Abdulameer Yousef Habeeb speaks at a press conference with ACLU of Washington executive director Kathleen Taylor.

SEATTLE — The American Civil Liberties Union today announced that the United States government has apologized to Abdulameer Yousef Habeeb, an Iraqi refugee whom federal agents unlawfully stopped, interrogated, arrested, imprisoned, and sought to deport. At the request of federal officials and the ACLU, a federal district court judge in Montana vacated a 2006 ruling upholding Habeeb’s arrest and detention. The government also provided Habeeb compensation for its mistreatment of him.

“Government officials must be held accountable for abusing their powers,” said Jesse Wing, cooperating attorney and board president of the ACLU of Washington. “Federal agents singled out Mr. Habeeb based on his race and ethnicity. The settlement is a strong reminder that the government must not engage in ethnic profiling.”

The actions came in the settlement of a lawsuit the ACLU filed in 2005 on behalf of Habeeb, a resident of Kent, Washington. Habeeb was lawfully admitted to the United States as a refugee from Iraq and had broken no laws. As a result of his illegal detention, he lost his job and suffered humiliation and emotional distress.

Habeeb came to the United States as a refugee after suffering persecution by Saddam Hussein’s government in Iraq. He was stopped at a train station in Havre, Montana on April 1, 2003 while en route from Seattle to Washington, DC to begin a new job with an Arabic-language newspaper. Along with other passengers, Habeeb had stepped off the train to stretch his legs during a 30-minute station stop at Havre.

Habeeb was singled out by two Border Patrol agents who demanded to know where he was from. After Habeeb responded that he was from Iraq and produced a copy of a form showing his admission into the United States as a refugee, the agents asked whether he had gone through the National Security Entry/Exit Registration System (NSEERS, known as “special registration”), a program requiring that certain non-citizens be fingerprinted and photographed. Although Habeeb’s refugee status meant that he was not required to undergo “special registration,” the agents nonetheless arrested him when he answered that he had not registered.

Habeeb was questioned at length by additional Border Patrol and FBI agents and detained overnight. The next day, the government initiated deportation proceedings against Habeeb based on the charge that he failed to appear for special registration. In the charging document, one of the Border Patrol agents falsely stated that Habeeb had been required to appear for special registration even though he was refugee.

Habeeb spent three nights in detention at the Hill County Jail in Montana. During that time, he was forced to strip naked in front of a government agent and was humiliated by other detainees who called him “Saddam.” Then he was transported publicly through the airport in handcuffs and flown to Seattle where he spent four more nights in a detention facility, terrified that he would be sent back to Iraq.

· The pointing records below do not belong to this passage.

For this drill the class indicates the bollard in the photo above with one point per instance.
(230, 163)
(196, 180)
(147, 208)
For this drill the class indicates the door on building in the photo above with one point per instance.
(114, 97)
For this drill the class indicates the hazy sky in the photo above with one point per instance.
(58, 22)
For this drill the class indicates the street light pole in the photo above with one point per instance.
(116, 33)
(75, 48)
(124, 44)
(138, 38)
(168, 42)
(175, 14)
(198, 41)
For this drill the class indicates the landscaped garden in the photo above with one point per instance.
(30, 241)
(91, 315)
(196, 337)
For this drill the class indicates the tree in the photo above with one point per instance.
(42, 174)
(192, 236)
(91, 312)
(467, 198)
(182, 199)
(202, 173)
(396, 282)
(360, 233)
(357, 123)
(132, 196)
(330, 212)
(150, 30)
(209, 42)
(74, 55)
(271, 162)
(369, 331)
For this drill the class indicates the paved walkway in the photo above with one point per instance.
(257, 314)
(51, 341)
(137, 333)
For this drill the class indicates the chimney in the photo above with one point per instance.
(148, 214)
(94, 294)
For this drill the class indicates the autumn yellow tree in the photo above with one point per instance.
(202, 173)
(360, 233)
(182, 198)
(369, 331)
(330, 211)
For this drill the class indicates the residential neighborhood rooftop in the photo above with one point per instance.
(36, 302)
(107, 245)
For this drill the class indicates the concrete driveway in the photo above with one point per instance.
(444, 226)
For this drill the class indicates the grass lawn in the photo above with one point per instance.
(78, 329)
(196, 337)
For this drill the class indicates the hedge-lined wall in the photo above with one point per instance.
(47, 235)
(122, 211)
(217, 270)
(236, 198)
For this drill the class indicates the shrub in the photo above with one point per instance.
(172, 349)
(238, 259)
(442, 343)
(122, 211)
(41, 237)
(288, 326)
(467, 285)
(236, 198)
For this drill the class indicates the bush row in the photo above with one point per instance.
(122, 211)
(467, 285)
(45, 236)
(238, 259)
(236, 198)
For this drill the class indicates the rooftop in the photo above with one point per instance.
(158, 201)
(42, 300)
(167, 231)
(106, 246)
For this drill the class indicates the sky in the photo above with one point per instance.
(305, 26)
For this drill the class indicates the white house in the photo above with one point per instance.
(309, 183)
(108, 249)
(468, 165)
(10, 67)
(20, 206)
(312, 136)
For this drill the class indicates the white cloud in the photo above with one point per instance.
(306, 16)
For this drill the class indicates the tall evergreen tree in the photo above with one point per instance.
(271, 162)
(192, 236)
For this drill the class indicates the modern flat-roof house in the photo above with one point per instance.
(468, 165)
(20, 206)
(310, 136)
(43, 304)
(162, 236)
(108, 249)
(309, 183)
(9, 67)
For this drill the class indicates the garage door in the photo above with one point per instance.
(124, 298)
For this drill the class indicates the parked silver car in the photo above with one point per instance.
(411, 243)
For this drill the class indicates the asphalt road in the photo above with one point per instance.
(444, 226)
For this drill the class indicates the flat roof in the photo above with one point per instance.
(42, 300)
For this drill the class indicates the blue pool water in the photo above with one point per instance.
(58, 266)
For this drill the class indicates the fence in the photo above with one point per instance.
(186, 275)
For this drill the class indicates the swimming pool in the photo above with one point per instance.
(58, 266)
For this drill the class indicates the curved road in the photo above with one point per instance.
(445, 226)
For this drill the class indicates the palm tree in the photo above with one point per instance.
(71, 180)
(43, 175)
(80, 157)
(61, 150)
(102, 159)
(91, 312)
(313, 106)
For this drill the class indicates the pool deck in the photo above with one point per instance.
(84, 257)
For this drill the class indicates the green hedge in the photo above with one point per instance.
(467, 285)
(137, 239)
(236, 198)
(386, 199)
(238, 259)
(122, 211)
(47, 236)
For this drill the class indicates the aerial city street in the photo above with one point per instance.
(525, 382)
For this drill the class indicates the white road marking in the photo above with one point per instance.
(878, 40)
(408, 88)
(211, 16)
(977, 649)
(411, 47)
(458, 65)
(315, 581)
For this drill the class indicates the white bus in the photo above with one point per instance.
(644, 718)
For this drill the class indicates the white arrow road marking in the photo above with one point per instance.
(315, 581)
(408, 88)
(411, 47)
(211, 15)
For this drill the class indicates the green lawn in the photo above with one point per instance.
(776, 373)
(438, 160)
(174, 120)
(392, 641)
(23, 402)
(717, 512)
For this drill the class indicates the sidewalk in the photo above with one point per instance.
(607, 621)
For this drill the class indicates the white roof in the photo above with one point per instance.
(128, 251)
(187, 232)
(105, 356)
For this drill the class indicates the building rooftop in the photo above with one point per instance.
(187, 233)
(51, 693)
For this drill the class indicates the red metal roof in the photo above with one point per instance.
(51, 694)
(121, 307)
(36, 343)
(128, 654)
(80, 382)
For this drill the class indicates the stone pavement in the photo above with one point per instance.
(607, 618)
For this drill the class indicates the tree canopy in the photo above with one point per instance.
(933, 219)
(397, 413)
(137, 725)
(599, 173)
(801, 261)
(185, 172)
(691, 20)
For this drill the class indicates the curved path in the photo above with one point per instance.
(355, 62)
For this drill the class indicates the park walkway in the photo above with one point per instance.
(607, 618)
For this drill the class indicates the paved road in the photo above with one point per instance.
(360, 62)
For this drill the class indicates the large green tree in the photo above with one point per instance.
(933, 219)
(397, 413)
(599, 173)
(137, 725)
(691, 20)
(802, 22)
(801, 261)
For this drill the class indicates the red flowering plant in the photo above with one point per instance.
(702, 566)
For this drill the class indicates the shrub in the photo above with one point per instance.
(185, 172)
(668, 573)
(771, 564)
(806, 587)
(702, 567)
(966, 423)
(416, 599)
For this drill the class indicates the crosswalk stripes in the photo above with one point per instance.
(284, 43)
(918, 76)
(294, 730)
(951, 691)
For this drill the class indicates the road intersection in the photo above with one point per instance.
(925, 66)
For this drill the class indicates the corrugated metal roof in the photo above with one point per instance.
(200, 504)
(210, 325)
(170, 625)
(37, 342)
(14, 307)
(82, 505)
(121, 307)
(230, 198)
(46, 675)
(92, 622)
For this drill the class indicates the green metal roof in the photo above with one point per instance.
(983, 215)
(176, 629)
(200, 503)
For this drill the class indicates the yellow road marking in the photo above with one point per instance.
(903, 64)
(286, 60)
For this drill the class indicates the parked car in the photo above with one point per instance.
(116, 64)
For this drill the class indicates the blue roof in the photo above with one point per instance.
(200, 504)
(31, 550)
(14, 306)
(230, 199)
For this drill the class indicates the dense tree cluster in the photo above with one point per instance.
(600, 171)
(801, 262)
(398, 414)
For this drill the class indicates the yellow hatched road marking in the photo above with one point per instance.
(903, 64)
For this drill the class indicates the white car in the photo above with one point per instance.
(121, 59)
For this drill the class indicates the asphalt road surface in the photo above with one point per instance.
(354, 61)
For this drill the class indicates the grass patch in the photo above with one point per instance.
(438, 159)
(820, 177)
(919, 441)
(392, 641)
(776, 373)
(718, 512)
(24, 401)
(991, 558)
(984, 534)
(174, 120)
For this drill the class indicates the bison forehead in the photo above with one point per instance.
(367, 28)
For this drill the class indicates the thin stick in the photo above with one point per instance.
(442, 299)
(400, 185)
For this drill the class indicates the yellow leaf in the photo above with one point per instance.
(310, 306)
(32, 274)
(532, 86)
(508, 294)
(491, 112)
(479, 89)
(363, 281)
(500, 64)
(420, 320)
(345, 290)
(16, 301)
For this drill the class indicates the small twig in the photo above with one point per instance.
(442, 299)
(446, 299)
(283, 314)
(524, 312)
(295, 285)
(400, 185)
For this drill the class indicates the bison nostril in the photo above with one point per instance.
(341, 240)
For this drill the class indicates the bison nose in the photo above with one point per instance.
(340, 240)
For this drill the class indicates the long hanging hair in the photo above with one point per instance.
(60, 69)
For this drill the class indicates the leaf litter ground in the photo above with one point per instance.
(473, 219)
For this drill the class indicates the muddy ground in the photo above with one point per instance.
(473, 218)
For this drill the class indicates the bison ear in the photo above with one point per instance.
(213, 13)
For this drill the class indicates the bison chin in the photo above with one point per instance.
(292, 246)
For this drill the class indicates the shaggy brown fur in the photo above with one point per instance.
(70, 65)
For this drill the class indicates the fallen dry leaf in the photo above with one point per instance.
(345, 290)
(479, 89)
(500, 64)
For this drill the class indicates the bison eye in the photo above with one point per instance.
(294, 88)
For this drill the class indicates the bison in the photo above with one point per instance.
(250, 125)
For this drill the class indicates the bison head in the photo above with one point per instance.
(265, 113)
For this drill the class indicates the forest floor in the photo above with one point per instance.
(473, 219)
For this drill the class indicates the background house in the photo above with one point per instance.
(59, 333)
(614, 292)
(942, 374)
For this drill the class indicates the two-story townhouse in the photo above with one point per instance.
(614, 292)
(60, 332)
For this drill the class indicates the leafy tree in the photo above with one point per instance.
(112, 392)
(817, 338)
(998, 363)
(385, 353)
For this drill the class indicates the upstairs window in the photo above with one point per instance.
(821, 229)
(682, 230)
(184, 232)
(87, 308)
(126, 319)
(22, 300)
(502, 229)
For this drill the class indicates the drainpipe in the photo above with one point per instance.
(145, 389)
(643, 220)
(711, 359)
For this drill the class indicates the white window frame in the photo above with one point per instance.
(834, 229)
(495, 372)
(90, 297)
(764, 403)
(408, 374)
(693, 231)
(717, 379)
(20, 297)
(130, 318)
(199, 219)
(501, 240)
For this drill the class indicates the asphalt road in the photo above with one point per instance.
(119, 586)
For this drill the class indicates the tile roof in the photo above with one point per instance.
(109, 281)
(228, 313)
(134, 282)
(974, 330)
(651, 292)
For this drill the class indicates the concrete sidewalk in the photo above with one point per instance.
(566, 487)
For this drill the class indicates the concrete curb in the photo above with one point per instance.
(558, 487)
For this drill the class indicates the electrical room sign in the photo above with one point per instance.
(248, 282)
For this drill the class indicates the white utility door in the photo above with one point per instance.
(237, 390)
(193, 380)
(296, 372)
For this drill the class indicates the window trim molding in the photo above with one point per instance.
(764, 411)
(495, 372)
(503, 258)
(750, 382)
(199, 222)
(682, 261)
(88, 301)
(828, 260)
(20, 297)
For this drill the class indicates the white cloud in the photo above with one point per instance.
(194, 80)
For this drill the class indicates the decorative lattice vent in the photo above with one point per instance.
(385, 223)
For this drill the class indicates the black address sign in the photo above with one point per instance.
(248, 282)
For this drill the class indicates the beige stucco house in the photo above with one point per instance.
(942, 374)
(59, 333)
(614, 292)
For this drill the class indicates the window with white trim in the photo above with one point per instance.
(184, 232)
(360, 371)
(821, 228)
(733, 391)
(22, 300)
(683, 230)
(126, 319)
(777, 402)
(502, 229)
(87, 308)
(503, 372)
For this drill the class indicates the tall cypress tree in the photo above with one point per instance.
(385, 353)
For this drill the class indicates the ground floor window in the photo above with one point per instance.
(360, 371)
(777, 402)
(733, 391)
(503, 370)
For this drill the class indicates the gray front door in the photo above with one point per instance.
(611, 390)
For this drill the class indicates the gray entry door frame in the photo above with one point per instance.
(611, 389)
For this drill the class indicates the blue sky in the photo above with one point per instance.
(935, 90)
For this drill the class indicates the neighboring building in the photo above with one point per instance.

The deportation proceedings against him were not formally terminated until May 16, 2003.

“Mr. Habeeb’s mistreatment in this case was the inevitable outcome of a program that targets people for suspicion based on where they were born or what they look like, rather than individualized conduct,” said Robin Goldfaden, a senior staff attorney with the ACLU Immigrants’ Rights Project.

On June 13, 2007, U.S. Attorney Jeffrey Sullivan for the Western District of Washington gave Habeeb a formal statement that “the United States of America acknowledges that, by not registering under NSEERS, you did nothing wrong. The United States of America regrets the mistake.”

On July 16, 2007, Judge Sam Haddon of the U.S. District Court in Great Falls, Montana, vacated his original June 2006 judgment in Habeeb’s lawsuit that upheld the Border Patrol agents’ mistreatment of him. When Habeeb had appealed that judgment, the government acknowledged that its agents had mistakenly arrested and detained him, and repudiated its original position.

Habeeb’s treatment at the hands of U.S. agents is especially disturbing given the circumstances that brought him to this country.

Habeeb’s brother Abdallah was executed by Saddam Hussein’s regime in 1982, and Habeeb was imprisoned twice, most recently in 1997. He still bears the scars resulting from the torture that he endured during these incidents. Habeeb’s father, a prominent business and community leader among the Rabia tribe that had supported the monarchy supplanted by Saddam Hussein and the Baath party, was killed in 1999. The U.N. High Commissioner for Refugees determined that Habeeb had a well‑founded fear of political persecution in Iraq and granted him refugee status. Habeeb was admitted to the United States in July 2002 and took up residence in Kent, Washington.

The discriminatory special registration (NSEERS) program, which the agents cited when detaining Habeeb, required men and boys from 25 predominantly Muslim countries to report for registration; thousands were put in deportation proceedings as a result. Although certain registration requirements continue, components of the program were suspended by the Homeland Security Department in December 2003 after some officials criticized the program for diverting resources from more pressing needs. Several national security experts and civil rights organizations charged that the program did little to make the country safer and instead only strained relations with Arab and Muslim communities.

ACLU of Washington cooperating attorney Jesse Wing of the law firm MacDonald Hoague & Bayless, ACLU Immigrants’ Rights Project attorneys Robin Goldfaden and Judy Rabinovitz, ACLU of Washington staff attorney Aaron Caplan, and ACLU of Montana attorney Andrew I. Huff and Legal Director Elizabeth Griffing handled the case.